Colocar palavras na boca do povo é para poucos. Conheci Drummond pela expressão “E agora, José?” que as pessoas repetiam quando a coisa apertava. Tempos depois descobri que a pergunta era na verdade um verso do poeta de Itabira. Dizem, por lá, que Drummond teria escrito o poema José para o irmão de mesmo nome, que, apaixonado, invadiu um palacete a cavalo para levar a amada. Mas foi capturado e surrado pela família dela (Invadir a cavalo um imóvel com corredores e escadas... Que ideia besta...). O tal palacete foi transformado, posteriormente, no hotel central de Itabira, hospedar-se por lá é como voltar um século no tempo. Nas horas mais silenciosas, após o almoço ou no meio da madrugada, quase se ouvem os fantasmas do passado caminhando pelo piso de madeira. Drummond realmente teve um irmão chamado José, mas não sei se a história contada sobre ele é real. Manoel de Barros afirmou que só dez por cento do que escrevia era mentira, enquanto noventa por cento era inventado. Talvez o mesmo valha para a história que se conta sobre o irmão de Drummond.

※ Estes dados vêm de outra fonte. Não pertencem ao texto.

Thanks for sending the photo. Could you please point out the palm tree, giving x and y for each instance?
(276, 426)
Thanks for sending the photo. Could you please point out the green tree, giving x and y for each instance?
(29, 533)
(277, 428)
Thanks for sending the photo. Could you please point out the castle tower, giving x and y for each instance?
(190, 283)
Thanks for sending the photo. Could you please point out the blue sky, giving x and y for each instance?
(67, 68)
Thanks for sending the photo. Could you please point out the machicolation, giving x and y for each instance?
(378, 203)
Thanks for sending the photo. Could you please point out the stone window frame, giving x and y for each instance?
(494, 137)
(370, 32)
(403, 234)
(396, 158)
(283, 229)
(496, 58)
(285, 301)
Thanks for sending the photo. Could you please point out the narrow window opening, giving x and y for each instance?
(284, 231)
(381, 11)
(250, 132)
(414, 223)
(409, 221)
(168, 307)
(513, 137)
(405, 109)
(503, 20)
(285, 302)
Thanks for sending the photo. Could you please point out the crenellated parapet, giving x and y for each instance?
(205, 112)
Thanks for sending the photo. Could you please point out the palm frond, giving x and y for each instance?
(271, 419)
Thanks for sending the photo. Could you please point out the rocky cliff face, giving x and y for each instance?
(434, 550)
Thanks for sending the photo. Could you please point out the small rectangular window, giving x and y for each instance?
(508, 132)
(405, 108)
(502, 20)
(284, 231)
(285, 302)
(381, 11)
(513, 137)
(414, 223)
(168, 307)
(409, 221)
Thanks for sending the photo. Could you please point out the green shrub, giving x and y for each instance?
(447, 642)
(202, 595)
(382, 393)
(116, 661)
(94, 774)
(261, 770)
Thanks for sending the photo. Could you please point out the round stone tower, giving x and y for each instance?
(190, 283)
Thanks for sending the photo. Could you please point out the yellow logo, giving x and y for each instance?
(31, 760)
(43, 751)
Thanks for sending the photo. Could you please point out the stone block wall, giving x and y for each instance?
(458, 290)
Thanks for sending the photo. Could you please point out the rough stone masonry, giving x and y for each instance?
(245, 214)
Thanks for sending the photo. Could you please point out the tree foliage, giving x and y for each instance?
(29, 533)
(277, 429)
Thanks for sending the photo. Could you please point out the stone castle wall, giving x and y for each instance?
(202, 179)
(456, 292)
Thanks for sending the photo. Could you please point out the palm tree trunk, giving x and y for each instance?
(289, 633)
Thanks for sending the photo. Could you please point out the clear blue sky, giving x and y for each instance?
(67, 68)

Talvez a invasão ao palacete seja uma invenção coletiva do povo itabirano.

 

Em Itabira, chama a atenção o fato de Drummond não ser unanimidade, apesar do Museu de Território Caminhos Drummondianos, da Casa Museu Carlos Drummond de Andrade e da réplica da Fazenda do Pontal (desmontada e recriada pela Companhia Vale do Rio Doce em outro local, após a transformação do terreno original em depósito de rejeitos). Em Cordisburgo, por exemplo, a adesão é total ao escritor da cidade, Guimarães Rosa. Em Itabira o mesmo não é verdadeiro. Para justificar a desconfiança, os itabiranos argumentam que o poeta se referiu à cidade como sendo apenas uma fotografia na parede. Eu ficava em posição desconfortável, na defensiva, afirmando que ninguém penduraria na parede algo que não fosse importante. Respondiam, então, que tanto o poeta não gostava da cidade que não voltou para lá. Ao que eu contra-argumentava que a Itabira devastada pela mineração não era a mesma de Drummond, que talvez evitasse visitas exatamente para se preservar da “derrota incomparável”, antevista por Tutu Caramujo no poema Itabira. Se Drummond tivesse acompanhado in loco a destruição provocada pela mineração, talvez não escrevesse os poemas memorialísticos da série Boitempo. A devastação foi tão forte e tão rápida que poderia liquidar até memórias.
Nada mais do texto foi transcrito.